Ananası ilk gördüğümde okulda yerli malı haftası kutlamaları yapılıyordu. Çok güzel ve mucizevi bir şekli vardı. Vazoya konan çiçekler gibi ihtişamlıydı. Onun arkasından birçok ithal meyve sebze hayatımıza girdi.
Önceleri kışın karpuz yemek itibar meselesi, rengarenk domates ve kapya biberleri gastronomiye yeni bir bakış açısı kazandırmıştı. Uzak ülkelerin bilmediğimiz tarım ürünleri market raflarında yerini hızlıca almıştı.
Global düşünce yapısı pazarda henüz doyuma ulaşmadan, bölgesel pazarların yükselişini izler olduk.

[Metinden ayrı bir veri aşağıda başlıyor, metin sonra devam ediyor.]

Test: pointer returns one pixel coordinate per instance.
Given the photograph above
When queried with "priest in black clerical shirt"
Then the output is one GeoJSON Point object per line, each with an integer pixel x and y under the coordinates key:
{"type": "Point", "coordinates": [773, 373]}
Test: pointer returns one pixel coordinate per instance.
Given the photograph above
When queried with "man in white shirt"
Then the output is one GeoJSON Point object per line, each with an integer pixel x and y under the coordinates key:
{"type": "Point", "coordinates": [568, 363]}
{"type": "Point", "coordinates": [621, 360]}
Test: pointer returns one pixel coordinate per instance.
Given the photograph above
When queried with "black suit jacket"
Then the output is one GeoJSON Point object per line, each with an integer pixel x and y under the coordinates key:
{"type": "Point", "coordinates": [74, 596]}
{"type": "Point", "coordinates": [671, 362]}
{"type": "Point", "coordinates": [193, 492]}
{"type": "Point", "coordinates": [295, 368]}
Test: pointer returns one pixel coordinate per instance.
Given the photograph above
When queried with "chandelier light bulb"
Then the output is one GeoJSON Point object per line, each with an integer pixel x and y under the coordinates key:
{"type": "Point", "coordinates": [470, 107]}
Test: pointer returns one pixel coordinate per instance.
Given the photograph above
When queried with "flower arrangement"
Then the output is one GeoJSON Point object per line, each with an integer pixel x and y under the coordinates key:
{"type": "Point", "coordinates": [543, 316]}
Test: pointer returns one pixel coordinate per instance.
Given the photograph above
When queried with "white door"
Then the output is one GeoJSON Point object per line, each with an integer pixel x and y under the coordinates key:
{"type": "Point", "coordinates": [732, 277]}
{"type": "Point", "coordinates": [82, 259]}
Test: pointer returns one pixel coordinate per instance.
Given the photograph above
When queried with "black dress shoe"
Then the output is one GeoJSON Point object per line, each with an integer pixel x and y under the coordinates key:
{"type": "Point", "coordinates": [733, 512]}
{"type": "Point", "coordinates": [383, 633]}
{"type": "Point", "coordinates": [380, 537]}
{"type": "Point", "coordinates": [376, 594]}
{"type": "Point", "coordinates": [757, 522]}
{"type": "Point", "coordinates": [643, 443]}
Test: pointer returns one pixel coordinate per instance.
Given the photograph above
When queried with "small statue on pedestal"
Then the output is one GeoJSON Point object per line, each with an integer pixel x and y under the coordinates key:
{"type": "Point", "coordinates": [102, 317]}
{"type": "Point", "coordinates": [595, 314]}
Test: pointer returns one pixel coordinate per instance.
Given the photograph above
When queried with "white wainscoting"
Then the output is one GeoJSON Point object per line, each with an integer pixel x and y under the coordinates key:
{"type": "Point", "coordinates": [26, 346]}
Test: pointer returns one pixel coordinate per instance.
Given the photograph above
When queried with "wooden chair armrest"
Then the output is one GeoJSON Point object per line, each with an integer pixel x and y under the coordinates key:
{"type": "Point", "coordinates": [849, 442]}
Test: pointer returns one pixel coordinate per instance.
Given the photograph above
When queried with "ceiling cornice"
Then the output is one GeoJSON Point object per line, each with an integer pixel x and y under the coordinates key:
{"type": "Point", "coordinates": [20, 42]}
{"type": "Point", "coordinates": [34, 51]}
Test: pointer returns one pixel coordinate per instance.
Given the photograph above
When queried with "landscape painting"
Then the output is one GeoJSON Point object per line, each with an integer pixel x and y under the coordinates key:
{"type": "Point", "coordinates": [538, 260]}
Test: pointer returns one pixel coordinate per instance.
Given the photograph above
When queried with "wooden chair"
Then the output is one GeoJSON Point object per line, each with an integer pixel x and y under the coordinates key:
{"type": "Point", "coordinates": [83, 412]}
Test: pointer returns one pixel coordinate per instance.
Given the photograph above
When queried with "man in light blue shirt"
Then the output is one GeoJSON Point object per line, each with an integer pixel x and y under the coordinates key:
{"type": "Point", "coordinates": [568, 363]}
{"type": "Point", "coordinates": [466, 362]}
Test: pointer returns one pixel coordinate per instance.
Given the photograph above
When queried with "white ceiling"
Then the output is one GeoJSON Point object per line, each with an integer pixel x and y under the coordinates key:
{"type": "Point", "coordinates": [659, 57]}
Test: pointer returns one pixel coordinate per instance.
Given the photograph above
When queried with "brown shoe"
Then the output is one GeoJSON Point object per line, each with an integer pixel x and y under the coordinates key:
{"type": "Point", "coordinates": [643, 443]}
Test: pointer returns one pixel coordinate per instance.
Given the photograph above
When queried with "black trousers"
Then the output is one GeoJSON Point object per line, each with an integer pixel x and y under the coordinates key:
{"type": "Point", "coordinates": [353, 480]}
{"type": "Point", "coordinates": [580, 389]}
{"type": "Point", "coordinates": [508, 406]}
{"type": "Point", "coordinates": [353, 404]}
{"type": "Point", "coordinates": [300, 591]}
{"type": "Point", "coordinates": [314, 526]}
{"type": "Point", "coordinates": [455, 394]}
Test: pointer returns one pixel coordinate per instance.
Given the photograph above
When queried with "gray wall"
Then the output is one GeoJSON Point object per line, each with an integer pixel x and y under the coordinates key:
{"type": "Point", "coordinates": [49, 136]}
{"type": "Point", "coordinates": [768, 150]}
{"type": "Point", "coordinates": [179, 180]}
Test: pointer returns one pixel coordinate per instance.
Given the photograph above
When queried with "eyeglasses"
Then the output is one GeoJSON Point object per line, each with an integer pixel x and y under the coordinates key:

Yerli ve eski mutfakların yükselişe geçmesiyle beraber, glokal kavramıyla tanıştık. “Küresel düşün, yerel hareket et” mottosu gastronomiyi şekillendirirken, tarım ve turizm sektörü de gelişmeler karşısında pozisyonunu yeniden dizayn ediyordu.
2019 yılı turizm sektöründe birçok ilkin yaşandığı, gastronomi turizminin yükselişe geçtiği bir yıl olarak not edilmişti.
Gastronomi turizminde başarılı olan ülkeler turizmden önemli bir pay almaya başladı. Turizm Bakanlığı 2020 yılını gastronomi yılı ilan etti.
Tam da bu noktada tarımsal ürünler, onların hikayeleri ülke markalarını konumlandırırken önemli bir avantaj oldu.
Peru mutfağı, Bask Bölgesi mutfak ekolü, kuzey ülkelerinin gastronomideki yükselişine tarım endüstrisi ve tarım politikalarının katkısı elbette çok önemliydi. Ülkemizde Gaziantep örneği gastronomideki gücünü Mezopotamya’daki eşsiz tarım zenginliğine borçluydu.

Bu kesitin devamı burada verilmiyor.